Eileen Norcross
Eileen Norcross
- Senior Research Fellow
Eileen Norcross is a senior research fellow with the Social Change Project and the lead researcher on the State and Local Policy Project. Her work focuses on the question of how societies sustain prosperity and the role civil society plays in supporting economic resiliency. Her areas of research include fiscal federalism and institutions, state and local governments, and economic development.
She has testified before Congress on a variety of topics including the Community Development Block Grant (CDBG) program, and the use of technology to monitor stimulus funding. A co-founder of the web site StimulusWatch.org with fellow Mercatus scholar Jerry Brito, she is also interested in the impact of technology on social change.
She blogs on state and local issues at http://neighborhoodeffects.mercatus.org/.

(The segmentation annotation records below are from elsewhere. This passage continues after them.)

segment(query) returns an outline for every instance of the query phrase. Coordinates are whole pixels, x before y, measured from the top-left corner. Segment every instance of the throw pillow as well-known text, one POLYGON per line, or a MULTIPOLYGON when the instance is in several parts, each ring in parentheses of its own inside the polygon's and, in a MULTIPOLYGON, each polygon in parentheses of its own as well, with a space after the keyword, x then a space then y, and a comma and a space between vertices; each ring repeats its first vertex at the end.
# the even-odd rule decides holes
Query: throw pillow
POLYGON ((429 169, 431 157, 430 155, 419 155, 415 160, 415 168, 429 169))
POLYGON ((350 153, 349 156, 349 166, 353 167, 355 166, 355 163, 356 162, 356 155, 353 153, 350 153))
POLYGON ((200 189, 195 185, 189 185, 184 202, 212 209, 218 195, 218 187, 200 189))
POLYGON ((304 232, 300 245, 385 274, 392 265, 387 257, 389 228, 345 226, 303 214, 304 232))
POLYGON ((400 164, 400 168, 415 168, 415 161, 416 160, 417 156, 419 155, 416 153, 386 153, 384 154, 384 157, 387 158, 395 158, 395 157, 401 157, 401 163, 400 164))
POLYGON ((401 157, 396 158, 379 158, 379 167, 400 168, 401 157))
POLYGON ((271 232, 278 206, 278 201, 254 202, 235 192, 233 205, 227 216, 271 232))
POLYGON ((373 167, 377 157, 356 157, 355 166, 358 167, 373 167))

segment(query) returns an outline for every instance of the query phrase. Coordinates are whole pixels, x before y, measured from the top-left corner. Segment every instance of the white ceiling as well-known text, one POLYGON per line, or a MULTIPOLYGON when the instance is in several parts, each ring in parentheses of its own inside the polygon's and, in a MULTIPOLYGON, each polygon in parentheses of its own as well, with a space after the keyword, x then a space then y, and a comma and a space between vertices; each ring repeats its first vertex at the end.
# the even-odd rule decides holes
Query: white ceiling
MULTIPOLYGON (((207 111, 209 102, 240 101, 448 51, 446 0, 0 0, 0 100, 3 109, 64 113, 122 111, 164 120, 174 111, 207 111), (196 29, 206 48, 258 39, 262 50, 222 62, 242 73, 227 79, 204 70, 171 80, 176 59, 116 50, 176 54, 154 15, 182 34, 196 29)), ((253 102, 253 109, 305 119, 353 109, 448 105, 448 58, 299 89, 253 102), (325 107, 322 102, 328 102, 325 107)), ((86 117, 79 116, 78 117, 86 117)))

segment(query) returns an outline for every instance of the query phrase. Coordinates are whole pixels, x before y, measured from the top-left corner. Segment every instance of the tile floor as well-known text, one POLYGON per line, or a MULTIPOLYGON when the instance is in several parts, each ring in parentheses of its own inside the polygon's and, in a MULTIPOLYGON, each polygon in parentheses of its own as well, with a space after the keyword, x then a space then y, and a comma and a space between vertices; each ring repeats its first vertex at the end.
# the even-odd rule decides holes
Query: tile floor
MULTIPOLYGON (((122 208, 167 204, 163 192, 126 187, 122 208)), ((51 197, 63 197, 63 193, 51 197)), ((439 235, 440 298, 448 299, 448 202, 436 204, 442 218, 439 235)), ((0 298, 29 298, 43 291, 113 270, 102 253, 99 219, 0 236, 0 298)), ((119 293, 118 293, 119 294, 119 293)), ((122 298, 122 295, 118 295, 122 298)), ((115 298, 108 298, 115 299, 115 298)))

Before joining Mercatus, Ms. Norcross was the 2001-2002 Warren Brookes Fellow in Journalism at the Competitive Enterprise Institute in Washington, DC. Previously, Ms. Norcross worked for KPMG as a consultant with their transfer pricing division and as a research analyst with Thompson Financial Securities Data.
A native of New Jersey, Ms. Norcross earned her Masters in Economics from Rutgers University in 1996. She graduated summa cum laude from Rutgers University in 1993 with a Bachelor of Arts degree in Economics and U.S. History.
Her most recent research includes a case study of New Jersey's current fiscal and economic crisis entitled, Institutions Matter: Can New Jersey Reverse Course? co-authored with Mercatus colleague Frederic Sautet. Other research includes, The Community Development Block Grant: Does it Work?; The Road Home: Helping Homeowners in the Gulf Post-Katrina, coauthored with Anthony Skriba; and From BIDs to RIDs: Creating Residential Improvement Districts, co-authored by Robert Nelson and Kyle McKenzie. She has co-authored several Mercatus On Policy briefs covering tax incentive policy in New Orleans and the American Recovery and Reinvestment Act of 2009.
Her work has been cited in numerous media outlets, and her op-eds have appeared in the Wall Street Journal, The Washington Times, Forbes, and The New Jersey Star-Ledger.